On 2016-10-05 18:58:47 -0400, Tom Lane wrote:
> Andres Freund <and...@anarazel.de> writes:
> > On 2016-10-05 15:44:56 -0700, Jeff Janes wrote:
> >>> No, "a second “exist default"" was mentioned, i.e. it is an additional
> >>> column in a system table (pg_attribute) as default column values of
> >>> the "pre-alter" era. It solves changing of the default expression of
> >>> the same column later.
> > Don't think that actually solves the issue. The default might be unset
> > for a while, for example. Essentially you'd need to be able to associate
> > arbitrary number of default values with an arbitrary set of rows.
> I think it does work, as long as the "exists default" is immutable.
> (For safety, personally, I'd restrict it to be a verbatim constant.)
> The point is that you apply that when you are reading a row that has
> so few columns that it must predate the original ALTER TABLE ADD COLUMN.
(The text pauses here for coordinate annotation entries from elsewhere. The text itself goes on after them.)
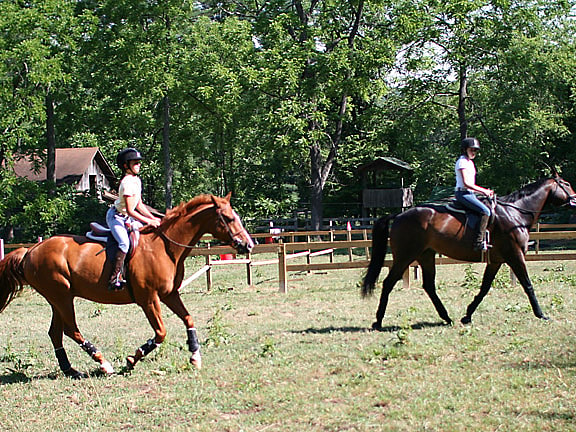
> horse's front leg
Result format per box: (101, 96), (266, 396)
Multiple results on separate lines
(162, 290), (202, 369)
(126, 297), (166, 369)
(508, 255), (548, 320)
(460, 263), (502, 324)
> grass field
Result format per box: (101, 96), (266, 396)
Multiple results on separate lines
(0, 253), (576, 431)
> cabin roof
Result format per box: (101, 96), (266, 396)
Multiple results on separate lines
(13, 147), (116, 183)
(356, 157), (414, 174)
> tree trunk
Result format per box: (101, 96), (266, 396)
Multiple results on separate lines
(45, 93), (56, 191)
(304, 0), (364, 230)
(458, 64), (468, 140)
(162, 95), (174, 209)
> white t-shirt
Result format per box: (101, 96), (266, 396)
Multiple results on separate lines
(455, 155), (476, 188)
(114, 174), (142, 216)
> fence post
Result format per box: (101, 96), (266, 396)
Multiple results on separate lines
(246, 253), (252, 286)
(346, 221), (352, 261)
(534, 222), (540, 255)
(330, 230), (334, 263)
(278, 243), (288, 294)
(362, 228), (370, 259)
(402, 266), (410, 288)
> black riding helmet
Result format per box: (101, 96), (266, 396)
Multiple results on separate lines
(460, 138), (480, 154)
(116, 147), (142, 172)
> Subsequent ADD/DROP/SET DEFAULT affect the "active default" and hence
> insertions that happen after them, but they don't affect the
> interpretation of old rows.  And of course all rows inserted after the
> ADD COLUMN contain explicit values of the column, so their meaning is
> unaffected in any case.

Err, yes. I forgot that altering the default of an existing column
doesn't set the default for existing values. Sorry for the noise.